A che serve, poi, spiegare ai partecipanti all’esperimento che si era trattato “solo” di un macabro scherzo? Che le persone legate alla “sedia elettrica” fingevano solo di soffrire? A che serve cercar di lenire nei soggetti dell’esperimento il lancinante senso di colpa, consolandoli con chissà quali belle parole? Se un uomo crede che la pistola che impugna sia caricata con proiettili veri, e viene istigato a sparare su un altro essere umano, non ha molto senso, poi, spiegargli che ha solo creduto di uccidere: perché la consapevolezza di stare compiendo un assassinio c’era tutta.
Non si può rimediare a un simile danno morale, una volta che sia stato perpetrato: quella persona non si sentirà mai più pace con se stessa, per tutta la vita. E i cattivi scienziati, come Milgram e Zimbardo, ne portano la responsabilità.

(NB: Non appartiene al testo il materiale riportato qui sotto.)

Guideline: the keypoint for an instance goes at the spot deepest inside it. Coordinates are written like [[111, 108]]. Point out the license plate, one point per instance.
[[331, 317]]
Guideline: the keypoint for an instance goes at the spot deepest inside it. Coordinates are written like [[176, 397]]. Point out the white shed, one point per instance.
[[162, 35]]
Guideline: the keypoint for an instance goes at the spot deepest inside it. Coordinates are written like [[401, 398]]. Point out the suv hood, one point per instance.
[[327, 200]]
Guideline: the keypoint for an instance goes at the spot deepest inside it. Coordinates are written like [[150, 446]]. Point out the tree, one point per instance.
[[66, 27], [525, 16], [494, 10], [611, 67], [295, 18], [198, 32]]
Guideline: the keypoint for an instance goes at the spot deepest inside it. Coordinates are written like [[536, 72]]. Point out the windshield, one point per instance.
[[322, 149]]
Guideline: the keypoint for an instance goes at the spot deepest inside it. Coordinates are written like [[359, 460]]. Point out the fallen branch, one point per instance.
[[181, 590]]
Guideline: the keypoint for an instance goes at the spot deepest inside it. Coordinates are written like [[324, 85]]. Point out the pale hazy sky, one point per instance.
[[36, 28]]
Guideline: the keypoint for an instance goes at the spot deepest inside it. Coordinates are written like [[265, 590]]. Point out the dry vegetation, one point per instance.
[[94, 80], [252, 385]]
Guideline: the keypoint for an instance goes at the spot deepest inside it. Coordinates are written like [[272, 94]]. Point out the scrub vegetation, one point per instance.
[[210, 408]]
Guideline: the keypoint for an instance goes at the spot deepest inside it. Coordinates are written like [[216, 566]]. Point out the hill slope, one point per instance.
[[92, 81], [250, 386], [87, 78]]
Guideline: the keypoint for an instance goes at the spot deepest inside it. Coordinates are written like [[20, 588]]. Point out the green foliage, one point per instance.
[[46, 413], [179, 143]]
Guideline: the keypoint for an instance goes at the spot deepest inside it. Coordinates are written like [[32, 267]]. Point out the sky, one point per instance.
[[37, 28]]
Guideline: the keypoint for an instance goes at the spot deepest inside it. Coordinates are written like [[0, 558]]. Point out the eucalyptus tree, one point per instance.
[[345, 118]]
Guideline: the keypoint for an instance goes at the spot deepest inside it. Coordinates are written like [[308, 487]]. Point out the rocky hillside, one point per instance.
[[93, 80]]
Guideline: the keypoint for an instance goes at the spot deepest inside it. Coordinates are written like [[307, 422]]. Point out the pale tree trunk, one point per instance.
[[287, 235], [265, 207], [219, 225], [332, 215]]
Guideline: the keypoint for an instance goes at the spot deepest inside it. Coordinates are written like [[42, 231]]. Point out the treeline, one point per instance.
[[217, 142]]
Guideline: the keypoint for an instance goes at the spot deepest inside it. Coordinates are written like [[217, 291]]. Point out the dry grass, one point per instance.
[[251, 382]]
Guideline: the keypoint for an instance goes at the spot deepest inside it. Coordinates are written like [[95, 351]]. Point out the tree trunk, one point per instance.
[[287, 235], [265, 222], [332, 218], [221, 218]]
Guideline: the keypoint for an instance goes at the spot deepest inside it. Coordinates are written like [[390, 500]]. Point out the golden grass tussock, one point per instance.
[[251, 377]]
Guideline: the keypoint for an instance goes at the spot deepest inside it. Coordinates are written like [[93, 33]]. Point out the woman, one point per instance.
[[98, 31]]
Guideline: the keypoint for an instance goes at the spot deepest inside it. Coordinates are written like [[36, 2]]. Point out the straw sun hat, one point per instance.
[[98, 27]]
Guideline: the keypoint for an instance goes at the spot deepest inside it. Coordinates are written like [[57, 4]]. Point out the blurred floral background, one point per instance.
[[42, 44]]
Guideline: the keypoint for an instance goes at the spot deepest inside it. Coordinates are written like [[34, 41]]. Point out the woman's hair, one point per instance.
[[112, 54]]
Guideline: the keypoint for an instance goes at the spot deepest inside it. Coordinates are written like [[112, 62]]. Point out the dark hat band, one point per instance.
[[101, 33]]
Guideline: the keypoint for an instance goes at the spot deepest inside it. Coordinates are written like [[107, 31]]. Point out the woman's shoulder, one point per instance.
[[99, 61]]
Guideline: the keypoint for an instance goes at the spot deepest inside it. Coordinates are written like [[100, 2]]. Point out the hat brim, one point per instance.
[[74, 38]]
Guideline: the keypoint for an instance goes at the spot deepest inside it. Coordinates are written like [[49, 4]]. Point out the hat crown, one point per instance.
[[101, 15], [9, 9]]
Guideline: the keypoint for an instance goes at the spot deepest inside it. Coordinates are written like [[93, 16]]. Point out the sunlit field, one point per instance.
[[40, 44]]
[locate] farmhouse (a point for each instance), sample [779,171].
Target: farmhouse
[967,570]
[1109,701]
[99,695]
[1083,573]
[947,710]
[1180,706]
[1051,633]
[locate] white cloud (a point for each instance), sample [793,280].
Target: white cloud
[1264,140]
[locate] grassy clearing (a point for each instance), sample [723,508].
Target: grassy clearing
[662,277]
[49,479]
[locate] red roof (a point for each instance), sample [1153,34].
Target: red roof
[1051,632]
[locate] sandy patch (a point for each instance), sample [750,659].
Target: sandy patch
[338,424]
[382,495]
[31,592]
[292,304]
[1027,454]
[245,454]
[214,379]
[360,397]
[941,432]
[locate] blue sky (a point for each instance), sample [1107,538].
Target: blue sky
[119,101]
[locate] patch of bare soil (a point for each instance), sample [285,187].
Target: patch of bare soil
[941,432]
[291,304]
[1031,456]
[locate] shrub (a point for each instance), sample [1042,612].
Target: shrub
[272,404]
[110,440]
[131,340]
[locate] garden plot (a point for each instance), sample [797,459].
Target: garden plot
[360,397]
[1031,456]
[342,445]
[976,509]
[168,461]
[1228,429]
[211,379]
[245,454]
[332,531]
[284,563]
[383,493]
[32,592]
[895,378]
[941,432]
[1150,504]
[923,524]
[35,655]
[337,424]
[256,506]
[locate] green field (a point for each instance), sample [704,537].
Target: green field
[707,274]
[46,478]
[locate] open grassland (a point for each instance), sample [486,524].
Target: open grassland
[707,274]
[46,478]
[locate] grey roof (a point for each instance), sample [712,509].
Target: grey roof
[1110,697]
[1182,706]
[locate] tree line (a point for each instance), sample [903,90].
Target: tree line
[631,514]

Questa spregiudicatezza, questa insensibilità, questo cinismo nei confronti della sofferenza altrui (vera o simulata che sia) e questa indifferenza nei confronti delle conseguenze morali del proprio agire, ricordano la filosofia di Cartesio, basata sulla ferma convinzione che gli altri esseri viventi non soffrano, anche se torturati,  perché privi della facoltà del pensiero; e ricorda anche la “favola dei suoni “ di Galilei, dove una cicala viene vivisezionata senza scrupoli né rimorsi, allo scopo di trovare la causa del suo frinire.
In quei casi, si trattava della insensibilità verso gli animali; ma uno scienziato che si ritenesse appartenente a una razza superiore (come lo sono i membri della «Skull and Bones»), non esiterebbe ad agire con altrettanta spregiudicatezza e con altrettanta insensibilità verso degli esseri umani ritenuti, a qualsiasi titolo, “inferiori”.
Che il Cielo ci protegga, in futuro, da siffatti scienziati, da siffatte università, da una cosiffatta idea della scienza.
Altrimenti, vedremo cose terribili; e, quel che è peggio, vedremo come esse verranno perpetrate alla luce del sole, senza limiti né rimorsi, in nome del progresso del sapere.